Wsparcie dla obowiązkowych szczepień
Rodzice, którzy opowiadają się za obowiązkowym szczepieniem dzieci, twierdzą, że:
- Szczepionki oszczędzają życie, zniekształcenie, nędzę i pieniądze. Tylko w ubiegłym stuleciu udało się zapobiec milionom przypadków śmiertelnych chorób lub ograniczyć ich skutki. Według CDC w XX wieku błonica zabijała 21 053 osób rocznie, odra spowodowała 530 217 ofiar śmiertelnych, świnka spowodowała 162 344, a różyczka 47 745. Według dr Waltera Orensteina z Emory University w prezentacji zatytułowanej „Przegląd szczepień” dla National Foundation of Infectious Diseases z 9 marca 2012 r. Liczba zgonów spadła o 99% z powodu szczepień. przypadek ospy w Stanach Zjednoczonych miał miejsce w 1948 r., a polio w tym kraju praktycznie zniknęło.
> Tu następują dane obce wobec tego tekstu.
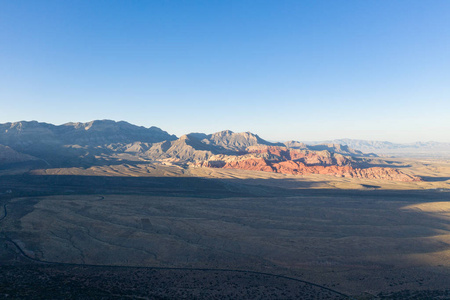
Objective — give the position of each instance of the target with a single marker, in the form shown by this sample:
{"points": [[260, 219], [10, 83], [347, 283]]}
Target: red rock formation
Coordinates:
{"points": [[299, 168]]}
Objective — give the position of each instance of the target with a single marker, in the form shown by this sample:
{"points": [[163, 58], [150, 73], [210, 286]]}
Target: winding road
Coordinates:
{"points": [[25, 255]]}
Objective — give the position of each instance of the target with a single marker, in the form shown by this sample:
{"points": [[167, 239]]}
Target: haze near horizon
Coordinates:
{"points": [[287, 71]]}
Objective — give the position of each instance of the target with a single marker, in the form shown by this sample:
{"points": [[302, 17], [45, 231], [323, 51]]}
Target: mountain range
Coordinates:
{"points": [[108, 142], [417, 149]]}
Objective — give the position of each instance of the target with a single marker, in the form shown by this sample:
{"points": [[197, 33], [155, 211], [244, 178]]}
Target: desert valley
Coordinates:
{"points": [[108, 209]]}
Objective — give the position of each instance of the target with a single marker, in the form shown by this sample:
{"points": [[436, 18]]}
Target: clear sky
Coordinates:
{"points": [[303, 70]]}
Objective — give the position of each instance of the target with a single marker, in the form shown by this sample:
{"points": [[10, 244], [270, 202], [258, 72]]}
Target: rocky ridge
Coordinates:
{"points": [[106, 142]]}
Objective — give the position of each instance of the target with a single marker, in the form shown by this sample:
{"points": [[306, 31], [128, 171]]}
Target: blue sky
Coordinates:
{"points": [[303, 70]]}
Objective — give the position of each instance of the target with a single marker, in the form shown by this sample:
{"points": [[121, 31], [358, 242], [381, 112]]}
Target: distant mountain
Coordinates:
{"points": [[10, 156], [332, 147], [74, 143], [428, 149], [109, 142]]}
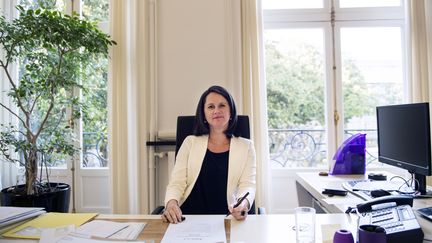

Według danych Departamentu Zdrowia i Opieki Społecznej średnio około 30 000 osób miało niepożądane reakcje na szczepionki (jedna na milion), a 13% zostało zaklasyfikowanych jako „poważne”.
- Składniki szczepionki są bezpieczne w użytych ilościach. W szczepionkach stosuje się bardzo małe ilości składników i wymagają one ponad 10 lat testów, zanim będą mogły uzyskać licencję. Na przykład dzieci są narażone na więcej glinu w mleku matki i mieszance dla niemowląt niż w szczepionkach. Thimersol został usunięty lub zredukowany do śladowych ilości we wszystkich szczepionkach dla dzieci poniżej szóstego roku życia.
- Główne organizacje medyczne twierdzą, że szczepionki są bezpieczne. Centra kontroli chorób (CDC), Food and Drug Administration (FDA), Institute of Medicine (IOM), American Medical Association (AMA), American Academy of Pediatrics (AAP), UNICEF, Departament Zdrowia i Usług Ludzkich (HHS) ), Światowa Organizacja Zdrowia (WHO), Kanadyjska Agencja Zdrowia Publicznego, Kanadyjskie Towarzystwo Pediatryczne, Narodowa Fundacja Chorób Zakaźnych (NFID) oraz Amerykańska Akademia Lekarzy Rodzinnych (AAFP) stwierdzają, że szczepionki są bezpieczne.
- Ochrona przed chorobą jest bezpośrednio skorelowana z odsetkiem zaszczepionej populacji. Odporność na „stado” lub wspólnotę występuje, gdy zaszczepiono 92–94% populacji. Niestety są dzieci, które nie mogą zostać zaszczepione ze względu na ich młody wiek, alergie i choroby, które powodują obniżenie odporności. Polegają na „odporności stada”, aby powstrzymać śmiertelną chorobę. Ponieważ wiele chorób, którym można zapobiegać za pomocą szczepionek, nadal istnieje w innych częściach świata i dzieli je tylko przelot samolotem, każda osoba nieszczepiona pozostaje zagrożona. Misjonarze amiści powracający z Filipin byli odpowiedzialni za wybuch odry w Ohio w czerwcu 2014 r. W 2015 r. Podobna epidemia odry rozpoczęła się w Disneylandzie od podejrzanego podróżnika zagranicznego. W rzeczywistości każda nieszczepiona osoba jest narażona na ryzyko, odwiedzając parki rozrywki, lotniska lub inne miejsca turystyczne.
Ostatnie słowo
Wszyscy rodzice martwią się o zdrowie swoich dzieci. Ilekroć dziecko zachoruje lub zostanie zranione, agonujemy nad tym, co mogliśmy zrobić, aby temu zapobiec. Jednocześnie każdy z nas ma obowiązek chronić inne dzieci tak samo, jak nasze własne.
Jestem wdzięczny, że moje własne dzieci osiągnęły wiek dorosły bez stawiania czoła śmiertelnym skutkom ospy, odry i polio - chorób, które zabijały, okaleczały i zniekształcały miliony dzieci na przestrzeni wieków. Mam nadzieję na to samo z moimi 10 wnukami.
Chociaż rozumiem obawy każdego rodzica, ja - i większość Amerykanów, republikanów lub demokratów - zgadzam się, że obowiązkowe szczepienie nie powinno być kwestią prywatnego wyboru, ale zdrowia publicznego. Żaden rodzic nie pozwoliłby, aby dziecko zabrało do szkoły załadowaną broń lub nóż myśliwski. Nie zaszczepienie dzieci może narazić je na podobne ryzyko życia lub śmierci.
Gdzie stoisz w debacie na temat szczepionek??